Sagittal T1-WI (a) and fat sat T2-WI (b) and coronal fat sat T2-WI (c) of the right ankle of the same patient of Fig. 5.43. The lytic lesions seen on radiographs display low signal intensity on T1-WI and high signal intensity on T2-WI, with surrounding bone marrow edema and sclerotic borders. Edema of the periarticular soft tissues is also present

Key Points

  • PA is a rapidly evolving disease that leads to accelerated joint destruction. Radiographs are insensitive, and radiographic findings appear late in the course of the disease. Early-stage abnormalities include synovitis and joint effusion: MRI is the most sensitive imaging method, being also able to demonstrate bone marrow edema, while US is also fairly sensitive for soft-tissue abnormalities, but insensitive for bone assessment. CT and bone scintigraphy have limited usefulness.

  • Radiographic findings typical of tuberculous arthritis include marked periarticular osteoporosis, indolent course, and relative preservation of the joint space. Findings similar to those found in other hyperemic arthropathies can be found, such as epiphyseal overgrowth and early closure of the growth plates. The role of the imaging methods is similar in PA and in tuberculous arthritis.
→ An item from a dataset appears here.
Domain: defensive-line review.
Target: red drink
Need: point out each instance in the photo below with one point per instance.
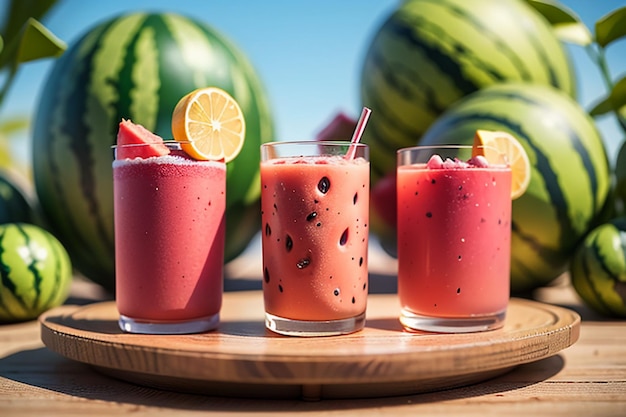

  • TSH is a self-limited and nondestructive arthritis that affects the hip of children. Joint effusion and synovitis are common, while bone erosions and significant bone marrow edema are notably absent. Radiographs and US are the first line of investigation, while MRI is reserved for selected cases.

  • CRMO presents lytic lesions eccentrically located in the metaphyses of tubular bones, which may be associated with abnormal bone modeling and sclerosis of the medullary bone in long-standing disease. The main role of MRI is to distinguish active from inactive lesions. Bone scintigraphy and whole-body MRI are useful to demonstrate “occult” sites of involvement, considering the multifocal nature of CRMO.